When Carole King played her first London show for 27 years, in Hyde Park, in 2016, it might have served as a test for the city’s improved flood defences, such was the volume of tears shed by both performer and crowd. Including your reviewer, who – succumbing four songs in, at Home Again – held out longer than most. Such is the power her music holds, the deep connection it maintains to so many lives.

Extraordinarily, perhaps uniquely, the former Carol Klein achieved this in two very different musical modes. Nobody so exactly represents the evolution of mainstream American pop from 1960s teen bubblegum to 1970s singer-songwriter introspection, because nobody else ever stood at the pinnacle of both.

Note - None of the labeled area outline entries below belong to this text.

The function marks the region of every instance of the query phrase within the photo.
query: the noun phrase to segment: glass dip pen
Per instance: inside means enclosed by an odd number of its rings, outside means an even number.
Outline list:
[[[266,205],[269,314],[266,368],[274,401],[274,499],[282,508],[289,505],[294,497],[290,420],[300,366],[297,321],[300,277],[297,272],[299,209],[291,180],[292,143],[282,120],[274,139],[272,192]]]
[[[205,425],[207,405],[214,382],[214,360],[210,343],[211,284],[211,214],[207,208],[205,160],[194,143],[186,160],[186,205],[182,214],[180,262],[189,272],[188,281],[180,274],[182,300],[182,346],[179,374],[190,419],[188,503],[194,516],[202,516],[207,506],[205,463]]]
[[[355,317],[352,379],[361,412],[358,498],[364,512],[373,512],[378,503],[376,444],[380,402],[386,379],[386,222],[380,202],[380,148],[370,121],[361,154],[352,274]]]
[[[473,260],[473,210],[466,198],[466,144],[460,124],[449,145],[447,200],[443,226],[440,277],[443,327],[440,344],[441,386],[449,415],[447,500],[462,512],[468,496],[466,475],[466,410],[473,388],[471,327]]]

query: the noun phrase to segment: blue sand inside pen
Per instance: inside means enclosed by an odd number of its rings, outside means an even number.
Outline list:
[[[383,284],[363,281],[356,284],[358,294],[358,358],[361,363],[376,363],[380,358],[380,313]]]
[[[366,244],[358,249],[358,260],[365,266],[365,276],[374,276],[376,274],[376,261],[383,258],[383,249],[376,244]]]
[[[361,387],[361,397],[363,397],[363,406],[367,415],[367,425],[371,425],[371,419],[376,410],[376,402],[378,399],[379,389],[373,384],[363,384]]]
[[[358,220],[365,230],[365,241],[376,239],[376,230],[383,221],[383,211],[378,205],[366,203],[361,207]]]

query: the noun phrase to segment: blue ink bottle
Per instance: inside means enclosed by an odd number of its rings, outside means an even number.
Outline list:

First she triumphed as the composer (with equally inspired lyrics by her then husband, Gerry Goffin) of superb Tin Pan Alley pop songs, whose depth of feeling belied their snobbishly belittled supposed production-line origins, and which spoke with perfect clarity to a teenage audience scarcely younger than their prodigious originator. Then, as the creator of Tapestry, the definitive album of the singer-songwriter era – mature, rounded, reflective, multifaceted, while asking the same key, simple question as a decade before: “Will you still love me tomorrow?”

Jane Eisner’s critical biography, part of the Yale series of books called Jewish Lives, pays close attention to how King’s origins shaped her life and work. It offers fascinating background detail on the way a small cohort of largely secular second and third-generation New York Jews became a vital engine of American popular culture in the era just after rock’n’roll – much as a preceding generation, including Irving Berlin and the Gershwin brothers, disproportionately dominated the songbook of their own age.

Eisner outlines a rare set of propitious circumstances: a steep decline in American antisemitism after the Second World War, an unprecedented Jewish sense of not feeling like a precarious minority in one’s home city, excellent public education, a communal will to seize opportunities for self-improvement and self-advancement. All of this combined to place King in the sweet spot, allowing her to make the most of her talent and dedication. Her struggles were more against the prejudices directed at her sex than at her race.